GM’s Q1 2018 earnings summary is as follows:
- Net income of $1.05 billion, down 59.8 percent year-over-year
- Operating profit of $2.6 billion, down 26.6 percent year-over-year
- Revenue of $36.1 billion, down 12.4 percent year-over-year
- EPS (Earnings per share) of $1.43, down 18.3 percent year-over-year
- EPS-diluted of $0.77 and EPS-diluted-adjusted of $1.43
“Results this quarter were in line with our expectations with planned, lower production in North America related to the transition to our all-new Chevrolet Silverado and GMC Sierra,” CEO Mary Barra said in a statement. “We are on plan to deliver another strong year in 2018.”
Performance By Operating Segment
GM’s first quarter 2018 results reflected profitability in all operating segments, while setting record earnings in China and from GM Financial.
- GM North America reported revenue of $27.8 billion and pre-tax earnings (EBIT-adjusted) of $2.2 billion on an 8 percent margin. The results compare with $29.3 billion in revenue and $3.5 billion in EBIT-adjusted in Q1 2017. The decrease is caused by planned downtime to support new truck launches later in the year. GM North America is on track to sustain 10 percent full-year margin, says the automaker.

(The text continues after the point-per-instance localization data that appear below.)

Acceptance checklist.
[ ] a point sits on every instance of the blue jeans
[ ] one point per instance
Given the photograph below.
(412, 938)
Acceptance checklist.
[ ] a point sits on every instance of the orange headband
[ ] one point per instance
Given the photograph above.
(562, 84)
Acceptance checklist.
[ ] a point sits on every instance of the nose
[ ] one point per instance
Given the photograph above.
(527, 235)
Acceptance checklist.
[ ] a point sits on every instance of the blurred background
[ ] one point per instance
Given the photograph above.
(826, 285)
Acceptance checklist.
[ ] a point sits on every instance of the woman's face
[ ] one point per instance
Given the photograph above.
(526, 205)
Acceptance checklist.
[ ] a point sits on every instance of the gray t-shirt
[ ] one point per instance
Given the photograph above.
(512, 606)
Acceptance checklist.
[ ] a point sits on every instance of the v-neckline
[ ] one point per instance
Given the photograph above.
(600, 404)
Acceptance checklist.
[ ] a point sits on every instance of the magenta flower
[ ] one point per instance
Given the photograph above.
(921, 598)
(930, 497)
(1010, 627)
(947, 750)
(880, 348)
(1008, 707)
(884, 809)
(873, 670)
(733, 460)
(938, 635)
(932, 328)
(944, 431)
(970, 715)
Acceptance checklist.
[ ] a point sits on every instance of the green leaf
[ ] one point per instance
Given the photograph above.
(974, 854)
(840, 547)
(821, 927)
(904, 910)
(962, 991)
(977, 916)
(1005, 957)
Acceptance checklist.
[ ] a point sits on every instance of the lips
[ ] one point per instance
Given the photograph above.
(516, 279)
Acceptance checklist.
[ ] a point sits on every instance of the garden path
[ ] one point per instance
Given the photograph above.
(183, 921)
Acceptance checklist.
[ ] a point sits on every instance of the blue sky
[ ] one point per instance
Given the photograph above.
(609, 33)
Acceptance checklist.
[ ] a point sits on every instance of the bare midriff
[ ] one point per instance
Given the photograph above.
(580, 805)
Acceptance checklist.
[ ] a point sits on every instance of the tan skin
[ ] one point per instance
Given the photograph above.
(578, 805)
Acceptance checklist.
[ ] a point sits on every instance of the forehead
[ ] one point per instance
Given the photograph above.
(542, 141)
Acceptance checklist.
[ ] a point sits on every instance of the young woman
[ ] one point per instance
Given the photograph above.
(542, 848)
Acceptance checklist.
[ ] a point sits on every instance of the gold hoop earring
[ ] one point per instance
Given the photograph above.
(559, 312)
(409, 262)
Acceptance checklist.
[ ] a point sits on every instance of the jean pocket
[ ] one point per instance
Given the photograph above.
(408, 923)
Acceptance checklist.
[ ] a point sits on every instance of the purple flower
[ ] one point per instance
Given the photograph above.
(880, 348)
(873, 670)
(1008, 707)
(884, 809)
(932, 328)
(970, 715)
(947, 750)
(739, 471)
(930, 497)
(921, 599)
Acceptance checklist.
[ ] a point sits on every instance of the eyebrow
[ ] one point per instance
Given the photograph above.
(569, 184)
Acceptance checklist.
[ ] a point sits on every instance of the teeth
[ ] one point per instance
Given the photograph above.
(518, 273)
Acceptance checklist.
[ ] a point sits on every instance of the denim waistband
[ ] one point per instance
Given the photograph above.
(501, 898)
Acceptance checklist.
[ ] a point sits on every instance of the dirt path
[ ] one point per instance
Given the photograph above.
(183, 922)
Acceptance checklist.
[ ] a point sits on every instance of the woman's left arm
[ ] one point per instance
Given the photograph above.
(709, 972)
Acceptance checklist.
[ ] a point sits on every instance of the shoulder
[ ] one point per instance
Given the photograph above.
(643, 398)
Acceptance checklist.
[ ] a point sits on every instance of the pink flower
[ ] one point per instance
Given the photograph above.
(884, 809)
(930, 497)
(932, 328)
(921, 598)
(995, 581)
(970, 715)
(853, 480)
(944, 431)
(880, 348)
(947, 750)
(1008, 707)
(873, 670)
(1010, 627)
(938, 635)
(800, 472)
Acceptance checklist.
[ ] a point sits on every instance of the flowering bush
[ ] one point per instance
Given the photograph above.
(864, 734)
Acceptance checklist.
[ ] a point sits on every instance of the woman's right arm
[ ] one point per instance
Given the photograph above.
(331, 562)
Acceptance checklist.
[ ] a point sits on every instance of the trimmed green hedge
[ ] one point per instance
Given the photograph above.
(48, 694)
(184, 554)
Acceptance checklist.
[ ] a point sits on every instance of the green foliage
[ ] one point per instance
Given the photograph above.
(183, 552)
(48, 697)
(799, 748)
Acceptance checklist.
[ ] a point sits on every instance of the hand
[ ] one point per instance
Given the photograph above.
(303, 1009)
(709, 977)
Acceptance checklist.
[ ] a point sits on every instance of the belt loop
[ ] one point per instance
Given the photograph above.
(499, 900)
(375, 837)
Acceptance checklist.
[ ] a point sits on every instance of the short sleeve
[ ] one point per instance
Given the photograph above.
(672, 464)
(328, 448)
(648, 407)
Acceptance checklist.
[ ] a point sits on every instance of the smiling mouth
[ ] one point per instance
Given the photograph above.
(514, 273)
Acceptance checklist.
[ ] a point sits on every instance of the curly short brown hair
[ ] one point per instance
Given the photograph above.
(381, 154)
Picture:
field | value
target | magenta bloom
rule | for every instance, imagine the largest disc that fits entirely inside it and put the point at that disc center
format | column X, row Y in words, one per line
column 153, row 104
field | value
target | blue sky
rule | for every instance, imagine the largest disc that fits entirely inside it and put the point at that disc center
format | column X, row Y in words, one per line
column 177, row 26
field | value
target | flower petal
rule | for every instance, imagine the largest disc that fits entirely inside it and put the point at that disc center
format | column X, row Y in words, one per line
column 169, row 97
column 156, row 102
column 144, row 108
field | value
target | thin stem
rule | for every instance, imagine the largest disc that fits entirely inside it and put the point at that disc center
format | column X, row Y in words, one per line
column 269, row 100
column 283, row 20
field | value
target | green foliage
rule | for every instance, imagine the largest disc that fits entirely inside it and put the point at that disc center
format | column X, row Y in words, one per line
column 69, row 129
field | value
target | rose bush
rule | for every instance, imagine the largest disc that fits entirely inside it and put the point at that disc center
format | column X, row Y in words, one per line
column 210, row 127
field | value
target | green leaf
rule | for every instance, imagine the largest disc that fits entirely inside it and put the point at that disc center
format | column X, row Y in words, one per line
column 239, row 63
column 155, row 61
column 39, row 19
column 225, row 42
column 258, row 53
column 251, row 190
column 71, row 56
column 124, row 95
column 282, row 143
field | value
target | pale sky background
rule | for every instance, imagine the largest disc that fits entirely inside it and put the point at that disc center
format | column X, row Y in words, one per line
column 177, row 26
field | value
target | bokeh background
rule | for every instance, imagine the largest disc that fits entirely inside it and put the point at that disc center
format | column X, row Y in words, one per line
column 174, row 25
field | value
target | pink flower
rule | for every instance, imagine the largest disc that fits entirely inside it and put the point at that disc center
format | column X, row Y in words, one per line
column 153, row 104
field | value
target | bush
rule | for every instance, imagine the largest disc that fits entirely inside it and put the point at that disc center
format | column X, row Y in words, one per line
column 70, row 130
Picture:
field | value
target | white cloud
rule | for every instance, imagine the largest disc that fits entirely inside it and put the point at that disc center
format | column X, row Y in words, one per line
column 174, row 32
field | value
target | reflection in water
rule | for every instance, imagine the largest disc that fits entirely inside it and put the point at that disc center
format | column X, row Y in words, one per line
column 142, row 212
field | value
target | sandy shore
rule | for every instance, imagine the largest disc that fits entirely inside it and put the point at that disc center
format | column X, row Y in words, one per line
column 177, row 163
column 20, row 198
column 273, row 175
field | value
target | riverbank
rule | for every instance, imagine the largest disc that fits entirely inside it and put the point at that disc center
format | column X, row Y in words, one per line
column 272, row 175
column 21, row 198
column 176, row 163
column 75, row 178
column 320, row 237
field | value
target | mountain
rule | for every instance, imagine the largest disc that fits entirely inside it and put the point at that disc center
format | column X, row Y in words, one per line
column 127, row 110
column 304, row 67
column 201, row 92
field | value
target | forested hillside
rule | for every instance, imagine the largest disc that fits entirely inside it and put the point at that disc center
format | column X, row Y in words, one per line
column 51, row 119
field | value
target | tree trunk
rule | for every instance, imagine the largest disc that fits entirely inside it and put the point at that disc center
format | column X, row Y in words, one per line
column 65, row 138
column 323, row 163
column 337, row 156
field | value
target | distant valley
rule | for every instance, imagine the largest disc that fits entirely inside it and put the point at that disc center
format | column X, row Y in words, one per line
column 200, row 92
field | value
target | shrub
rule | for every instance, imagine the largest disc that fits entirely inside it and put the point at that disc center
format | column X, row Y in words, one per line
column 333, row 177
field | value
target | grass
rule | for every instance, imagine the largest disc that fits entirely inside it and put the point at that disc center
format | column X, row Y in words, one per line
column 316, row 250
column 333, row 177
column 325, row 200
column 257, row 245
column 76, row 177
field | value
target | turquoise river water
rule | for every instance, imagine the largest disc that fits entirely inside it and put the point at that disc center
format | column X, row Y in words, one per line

- GM International Operations, which includes all operations outside of North American including South America and China, reported revenue of $4.8 billion and pre-tax earnings (EBIT-adjusted) of $200 million, including record equity income in China of $0.6 billion. The results compare with $5.1 billion in revenue and $200 million in EBIT-adjusted in Q1 2017.
- GM Financial reported revenue of $3.4 billion and pre-tax earnings (EBIT-adjusted) of $400 million. The results compare with $2.7 billion in revenue and $200 million in in earnings in the first quarter of 2017.
GM’s first-quarter results follow a strong 2017, in which the Detroit automaker’s full-year pre-tax profits of $12.8 billion matched its record-breaking 2016 results. On the whole, GM took $3.9 billion loss in 2017 as it adjusted to new tax laws and took one last hit from the sale of its money-losing European business to PSA Groupe SA in France. GM took a $6.2 billion hit on the year in its sale of Opel-Vauxhall, combined with a $7.3 billion non-cash write-down of its tax assets in the fourth quarter to drive the annual loss.
GM’s income from continuing operations was negatively impacted by a $900 million special charge related to restructuring of its Korean division. Additionally, the automaker was impacted by planned production downtime in preparation for its all-new full-size Chevrolet Silverado and GMC Sierra truck launches later this year.
The dip in performance was mostly caused by planned downtime for pickup truck production and an aggressive restructuring effort in South Korea.
GM is expecting its fresh crossover lineup to keep margins high early in 2018 as it preps to launch all-new versions of its two most important products – the 2019 Silverado from Chevrolet and 2019 Sierra from GMC – later in the year.
The Detroit automaker is continuing to cut costs abroad this year with its restructuring in South Korea, while doubling-down on high-margin products in 2018 in the United States market.